Radical Acceptance

What is Radical Acceptance?

Radical acceptance is learning to say yes to life, just as it is, accepting life on life’s terms without resistance because it is not within your control. Radical is complete and total acceptance in your mind, your heart, and your body. 

What has to be accepted and why?

Reality has to be accepted; it is what it is as it is because it is— no more, no less. Whether you choose to accept it or not, the past and the present are factual. If you avoid/refuse to accept the facts, it will not keep it from being true.

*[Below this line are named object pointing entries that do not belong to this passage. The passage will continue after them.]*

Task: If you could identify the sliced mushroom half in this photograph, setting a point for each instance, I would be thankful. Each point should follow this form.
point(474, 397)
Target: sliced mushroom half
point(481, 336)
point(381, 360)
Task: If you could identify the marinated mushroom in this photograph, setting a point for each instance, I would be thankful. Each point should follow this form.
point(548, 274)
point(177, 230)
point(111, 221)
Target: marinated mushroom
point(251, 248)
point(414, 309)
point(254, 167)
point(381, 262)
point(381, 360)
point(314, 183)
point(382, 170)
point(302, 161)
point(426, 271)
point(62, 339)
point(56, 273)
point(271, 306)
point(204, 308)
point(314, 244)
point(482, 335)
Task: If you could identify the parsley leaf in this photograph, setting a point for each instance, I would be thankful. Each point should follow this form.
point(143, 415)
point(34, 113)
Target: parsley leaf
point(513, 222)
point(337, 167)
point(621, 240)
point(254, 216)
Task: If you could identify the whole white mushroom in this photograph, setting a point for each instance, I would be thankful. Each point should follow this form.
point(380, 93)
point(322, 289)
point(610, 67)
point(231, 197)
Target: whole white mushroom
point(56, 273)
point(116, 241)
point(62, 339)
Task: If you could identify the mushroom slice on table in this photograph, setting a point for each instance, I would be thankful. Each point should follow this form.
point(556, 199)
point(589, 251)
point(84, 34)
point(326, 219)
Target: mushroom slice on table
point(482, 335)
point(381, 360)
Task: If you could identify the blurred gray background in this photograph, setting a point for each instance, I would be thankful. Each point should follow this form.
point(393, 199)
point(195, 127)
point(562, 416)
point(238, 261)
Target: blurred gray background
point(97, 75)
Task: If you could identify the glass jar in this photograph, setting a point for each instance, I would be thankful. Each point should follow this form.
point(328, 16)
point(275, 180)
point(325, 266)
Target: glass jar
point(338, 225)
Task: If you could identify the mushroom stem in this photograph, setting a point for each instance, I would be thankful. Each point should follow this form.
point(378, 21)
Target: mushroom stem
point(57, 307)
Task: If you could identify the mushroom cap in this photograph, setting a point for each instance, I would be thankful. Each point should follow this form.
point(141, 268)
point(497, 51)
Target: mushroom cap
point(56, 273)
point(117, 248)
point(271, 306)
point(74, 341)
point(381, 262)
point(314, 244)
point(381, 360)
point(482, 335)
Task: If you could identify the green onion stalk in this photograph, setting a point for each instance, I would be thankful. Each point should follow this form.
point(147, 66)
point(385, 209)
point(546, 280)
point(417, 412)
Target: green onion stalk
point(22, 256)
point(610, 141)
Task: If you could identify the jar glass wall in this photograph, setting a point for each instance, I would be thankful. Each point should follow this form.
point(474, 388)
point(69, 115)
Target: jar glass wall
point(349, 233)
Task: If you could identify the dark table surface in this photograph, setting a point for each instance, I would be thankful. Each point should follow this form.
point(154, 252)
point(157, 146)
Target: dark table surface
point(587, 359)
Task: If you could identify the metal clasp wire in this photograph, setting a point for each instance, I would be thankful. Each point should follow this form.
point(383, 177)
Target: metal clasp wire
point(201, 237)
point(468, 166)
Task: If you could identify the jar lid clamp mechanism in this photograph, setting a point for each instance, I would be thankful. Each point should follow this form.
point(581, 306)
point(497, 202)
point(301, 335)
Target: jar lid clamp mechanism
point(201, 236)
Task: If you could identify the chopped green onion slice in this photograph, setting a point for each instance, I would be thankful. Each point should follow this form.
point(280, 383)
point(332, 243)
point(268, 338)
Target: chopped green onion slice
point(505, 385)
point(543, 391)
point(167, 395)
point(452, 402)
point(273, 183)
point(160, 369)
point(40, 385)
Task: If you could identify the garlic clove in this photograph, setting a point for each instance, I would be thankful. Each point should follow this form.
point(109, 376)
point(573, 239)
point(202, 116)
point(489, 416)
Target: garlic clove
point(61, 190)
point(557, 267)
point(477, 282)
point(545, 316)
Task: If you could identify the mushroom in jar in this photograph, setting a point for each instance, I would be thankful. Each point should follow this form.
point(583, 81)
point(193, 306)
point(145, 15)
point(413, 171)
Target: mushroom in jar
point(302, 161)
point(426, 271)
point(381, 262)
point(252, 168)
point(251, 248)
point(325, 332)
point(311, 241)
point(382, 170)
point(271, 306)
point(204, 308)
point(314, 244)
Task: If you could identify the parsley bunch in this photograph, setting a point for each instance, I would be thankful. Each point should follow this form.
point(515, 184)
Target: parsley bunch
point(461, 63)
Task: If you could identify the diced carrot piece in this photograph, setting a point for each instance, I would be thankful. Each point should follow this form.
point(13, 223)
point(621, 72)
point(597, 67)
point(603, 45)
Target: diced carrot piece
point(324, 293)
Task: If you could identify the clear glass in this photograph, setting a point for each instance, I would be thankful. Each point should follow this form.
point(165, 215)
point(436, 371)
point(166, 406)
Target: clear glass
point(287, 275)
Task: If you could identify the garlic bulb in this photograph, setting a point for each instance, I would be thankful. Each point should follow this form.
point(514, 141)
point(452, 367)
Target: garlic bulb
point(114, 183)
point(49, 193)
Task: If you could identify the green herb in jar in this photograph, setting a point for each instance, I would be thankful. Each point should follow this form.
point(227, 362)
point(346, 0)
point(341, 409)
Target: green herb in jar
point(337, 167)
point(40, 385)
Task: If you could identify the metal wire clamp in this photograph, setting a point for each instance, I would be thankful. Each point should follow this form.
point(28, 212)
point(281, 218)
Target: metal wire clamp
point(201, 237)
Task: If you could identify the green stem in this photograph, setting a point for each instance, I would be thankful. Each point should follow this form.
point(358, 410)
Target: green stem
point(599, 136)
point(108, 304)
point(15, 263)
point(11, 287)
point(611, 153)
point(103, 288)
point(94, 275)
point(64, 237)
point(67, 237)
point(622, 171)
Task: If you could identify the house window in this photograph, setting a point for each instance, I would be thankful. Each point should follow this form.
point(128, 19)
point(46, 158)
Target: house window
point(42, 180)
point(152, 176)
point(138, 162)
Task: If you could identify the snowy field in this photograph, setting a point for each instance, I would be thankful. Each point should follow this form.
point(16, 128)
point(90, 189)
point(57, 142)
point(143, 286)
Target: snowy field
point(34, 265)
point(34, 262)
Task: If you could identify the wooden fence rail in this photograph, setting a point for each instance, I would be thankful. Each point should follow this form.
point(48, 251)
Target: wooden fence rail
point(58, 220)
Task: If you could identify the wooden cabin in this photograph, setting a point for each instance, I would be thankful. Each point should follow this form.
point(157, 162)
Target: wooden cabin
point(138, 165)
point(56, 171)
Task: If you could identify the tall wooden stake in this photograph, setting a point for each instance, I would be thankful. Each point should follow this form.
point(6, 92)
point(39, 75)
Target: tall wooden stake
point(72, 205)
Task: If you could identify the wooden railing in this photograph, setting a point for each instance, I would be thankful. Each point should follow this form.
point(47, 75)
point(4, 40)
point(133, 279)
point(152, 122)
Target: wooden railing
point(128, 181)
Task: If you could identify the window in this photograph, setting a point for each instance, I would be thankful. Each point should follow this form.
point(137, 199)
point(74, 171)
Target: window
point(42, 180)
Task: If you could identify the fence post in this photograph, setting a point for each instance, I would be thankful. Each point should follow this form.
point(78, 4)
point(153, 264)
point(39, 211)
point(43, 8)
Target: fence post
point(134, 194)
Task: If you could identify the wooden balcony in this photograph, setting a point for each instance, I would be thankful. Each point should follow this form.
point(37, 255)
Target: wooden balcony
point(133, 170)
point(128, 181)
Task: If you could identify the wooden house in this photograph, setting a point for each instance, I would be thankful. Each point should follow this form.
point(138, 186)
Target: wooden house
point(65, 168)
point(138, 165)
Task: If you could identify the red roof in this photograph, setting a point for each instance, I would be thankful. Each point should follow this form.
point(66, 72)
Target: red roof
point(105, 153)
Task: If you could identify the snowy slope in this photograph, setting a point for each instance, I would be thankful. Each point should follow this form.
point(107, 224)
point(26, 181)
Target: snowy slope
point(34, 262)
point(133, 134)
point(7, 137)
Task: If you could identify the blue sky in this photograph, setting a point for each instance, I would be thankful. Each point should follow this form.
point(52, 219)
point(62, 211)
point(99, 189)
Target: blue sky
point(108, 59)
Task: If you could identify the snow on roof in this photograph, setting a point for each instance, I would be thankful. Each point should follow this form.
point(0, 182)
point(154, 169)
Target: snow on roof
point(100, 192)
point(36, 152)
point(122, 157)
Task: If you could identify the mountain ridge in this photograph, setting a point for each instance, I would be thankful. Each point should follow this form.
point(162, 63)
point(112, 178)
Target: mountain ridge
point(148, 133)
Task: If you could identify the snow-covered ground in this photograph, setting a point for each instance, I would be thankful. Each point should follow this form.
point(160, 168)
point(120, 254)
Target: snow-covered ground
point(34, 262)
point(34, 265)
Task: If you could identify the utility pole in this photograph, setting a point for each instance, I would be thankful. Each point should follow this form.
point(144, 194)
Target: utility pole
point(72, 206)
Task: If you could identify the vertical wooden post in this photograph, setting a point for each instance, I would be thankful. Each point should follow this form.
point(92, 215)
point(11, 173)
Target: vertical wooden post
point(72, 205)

Begin to accept that pain and emotion are a part of life, and they don’t have to consume you. Your acceptance is not an agreement with the pain; it is the alternative to avoiding and resisting something you have no control over. Working through emotions with acceptance prevents them from becoming amplified in a manner that affects your behavior, thoughts, and feelings, not to serve you.

  • Refusing to accept reality does not change the facts. 
  • Implementing necessary change that is within your control requires first accepting reality. 
  • Pain can not be avoided; it is nature’s way of signaling that something is wrong.
  • Rejecting reality turns pain into suffering.
  • Refusing to accept reality can keep you stuck in unhappiness, bitterness, anger, sadness, shame, or painful emotions. 
  • Acceptance may lead to sadness, but deep calmness usually follows.

Radical Acceptance Coping Statements!

To begin implementing radical acceptance in your life, you may find it helpful to use a coping statement to remind you that it is what it is as it is because it is— no more, no less. Below are some of my favorite coping statements! 

  • “All the events have led up to now.”
  • “I can’t change what’s already happened.”
  • “Fighting the past only keeps me distracted from my present.”
  • “The present is the only moment I have control over.”
  • “This moment is as it should be, given what’s happened before it.”
  • “This moment is the result of over a million other decisions.” 
  • “The future is not yet happening.”
  • “I will cross that bridge if/when I come to it.”
  • “It is what it is, as it is, because it is— no more, no less.”
I hope that you begin to choose the path that leads to acceptance not resistance.